Die Ausführung im Kunsthistorischen Museum Wien zeigt im Hintergrund erneut eine Frau, die hinter dem Liegemöbel knieend mit einem goldenen Teller den Regen, der sich auch hier wieder in Form von Münzen manifestiert, zu sammeln versucht. Die Wolken des Goldregens sind im Gegensatz zu den anderen Varianten in der rechten oberen Ecke positioniert und Zeus' Gesicht ist wieder stärker herausgearbeitet. Danaë fasst mit ihrer rechten Hand den Saum des Vorhanges und ihr Becken ruht auf einem Rosenzweig. Einige Münzen liegen vor Danaës Becken – nicht jedoch an anderen Stellen.

In der Blumensprache der Renaissance steht die Rose häufig für Prostitution[19] und Tizian entschied sich, ihr hier eine Rose beizugeben. Passend dazu zeigen die Münzen deutlich, was der als Goldregen auftretende Zeus für Absichten mit ihr hat und so können die Münzen als Bezahlung für die Rose (beziehungsweise den intimen Moment) verstanden werden.

Diese Fassung entstand nach 1554 wurde im Jahr 1600 von Rudolf II. erworben. Dadurch gelangte es in die Sammlung des Kunsthistorischen Museums.[20] Gleich der Madrider Version wurde auch in diesem Gemälde die linke Hand teilweise retuschiert und vermutlich griff sie ursprünglich nicht nach dem Betttuch.[18]

Chicago

Die Version in Chicago

Die Ausführung im Art Institute of Chicago zeigt neben Danaë und Zeus keine weitere Person. Stattdessen nimmt der Hintergrund die Form einer eher klassischen Landschaft an, bei der Bergen und ein im Sturm gebogene Baum gezeigt werden. Der Goldregen ist im Gegensatz zu den anderen Ausführungen kaum gezeigt, nur ein goldenes Leuchten entspringt aus den Gewitterwolken und zeigt darin das Gesicht des Zeus. Danaës rechts Hand zeigt wieder auf einen kleinen Hund, der in sich in der unteren linken Bildecke zusammengerollt hat.

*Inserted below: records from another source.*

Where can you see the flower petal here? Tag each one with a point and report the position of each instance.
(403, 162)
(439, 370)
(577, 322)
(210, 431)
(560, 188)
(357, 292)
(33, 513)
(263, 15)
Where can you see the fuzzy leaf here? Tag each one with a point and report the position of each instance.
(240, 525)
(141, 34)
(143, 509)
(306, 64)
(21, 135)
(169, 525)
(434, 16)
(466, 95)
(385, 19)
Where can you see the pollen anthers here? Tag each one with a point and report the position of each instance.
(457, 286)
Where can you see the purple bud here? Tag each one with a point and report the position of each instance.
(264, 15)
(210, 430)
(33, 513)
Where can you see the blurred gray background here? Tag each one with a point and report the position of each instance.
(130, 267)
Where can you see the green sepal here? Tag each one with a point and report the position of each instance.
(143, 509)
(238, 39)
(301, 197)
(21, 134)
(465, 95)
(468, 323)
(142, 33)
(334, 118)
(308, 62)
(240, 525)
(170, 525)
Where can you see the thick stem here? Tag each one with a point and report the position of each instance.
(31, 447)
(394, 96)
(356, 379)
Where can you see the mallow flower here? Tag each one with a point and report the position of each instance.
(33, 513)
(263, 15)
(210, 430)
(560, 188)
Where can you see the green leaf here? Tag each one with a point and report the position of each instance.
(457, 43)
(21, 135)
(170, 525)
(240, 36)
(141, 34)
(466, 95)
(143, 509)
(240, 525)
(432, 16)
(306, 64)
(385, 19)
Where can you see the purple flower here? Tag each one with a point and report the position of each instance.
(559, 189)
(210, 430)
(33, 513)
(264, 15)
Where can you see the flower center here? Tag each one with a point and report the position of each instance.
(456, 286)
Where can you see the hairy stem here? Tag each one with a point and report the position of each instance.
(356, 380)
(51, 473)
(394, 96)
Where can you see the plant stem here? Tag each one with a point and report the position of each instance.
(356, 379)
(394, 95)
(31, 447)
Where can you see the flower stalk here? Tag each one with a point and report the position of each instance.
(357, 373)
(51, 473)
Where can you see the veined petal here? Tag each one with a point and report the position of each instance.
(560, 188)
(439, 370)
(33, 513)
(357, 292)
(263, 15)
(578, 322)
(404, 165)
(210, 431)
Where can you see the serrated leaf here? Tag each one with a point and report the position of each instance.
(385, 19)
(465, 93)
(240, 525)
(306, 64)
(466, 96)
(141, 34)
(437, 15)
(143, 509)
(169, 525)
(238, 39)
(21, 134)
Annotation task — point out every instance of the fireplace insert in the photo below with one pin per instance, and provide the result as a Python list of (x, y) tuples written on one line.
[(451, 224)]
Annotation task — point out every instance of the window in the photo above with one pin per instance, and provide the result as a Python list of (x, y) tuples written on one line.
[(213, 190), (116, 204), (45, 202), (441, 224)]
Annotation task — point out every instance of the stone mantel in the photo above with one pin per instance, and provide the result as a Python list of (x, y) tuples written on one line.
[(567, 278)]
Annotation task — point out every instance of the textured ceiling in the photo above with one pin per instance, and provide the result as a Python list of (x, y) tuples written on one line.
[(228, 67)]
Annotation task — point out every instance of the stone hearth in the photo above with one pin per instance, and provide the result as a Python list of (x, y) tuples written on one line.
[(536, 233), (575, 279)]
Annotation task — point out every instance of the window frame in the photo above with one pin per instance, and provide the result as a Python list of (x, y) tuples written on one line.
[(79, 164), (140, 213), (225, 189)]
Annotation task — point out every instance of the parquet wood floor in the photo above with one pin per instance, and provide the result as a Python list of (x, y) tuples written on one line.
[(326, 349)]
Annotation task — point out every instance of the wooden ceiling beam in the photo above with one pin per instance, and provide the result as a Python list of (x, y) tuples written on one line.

Diese Fassung wurde erst 1928 Tizian und seiner Werkstatt zugeschrieben und auf kurz nach der neapolitanischen Version datiert.[21]

Ikonografie

Tizians Danaë steht am Anfang einer neuen Darstellungsform des Themas. Während im Mittelalter Danaë noch bekleidet dargestellt und in Bezug zu Maria gesetzt wurde, beginnt im Barock der Typus einer zumindest teilweise entkleideten Protagonistin. Neben Tizian hatten bereits Jan Gossaert 1527 und Antonio da Correggio 1532 diese neue Darstellungsform entwickelt,[22] denkbar wäre auch eine Inspiration durch einen Stich von Francesco Primaticcios Fresko im Fonteinbleau.[23] Während bei Corregio und Primaticcio noch Amor die handelnde Figur ist, zeigt Tizians erstmals Danaë als aktiv Beteilligte. Die Interpretation von goldenem Regen als ein Schauer von goldenen Münzen führte zu einer Wandlung der Wahrnehmung des Themas gegenüber dem Mittelalter, da nun nicht mehr die spirituelle Schwängerung durch eine göttliche Figur im Vordergrund stand, sondern das Motiv der mit Gold käuflichen Liebe betont wurde.[24] Der Vergleich fiktionaler Kurtisanen mit der Figur der Danaë war in der Literatur der Zeit gängig.[25] Ferne wurde das Motiv häufig von Adeligen in Auftrag gegeben und die Eroberung der Frau als Sinnbild für Macht und Herrschaft instrumentalisiert.[26] Bohde sieht hierin das Bestreben Faraneses, der durch seine Ernennung zum Kardinal sein Erstgeburtsrecht aufgeben musste, seinen verlorenen Status wieder zu proklamieren.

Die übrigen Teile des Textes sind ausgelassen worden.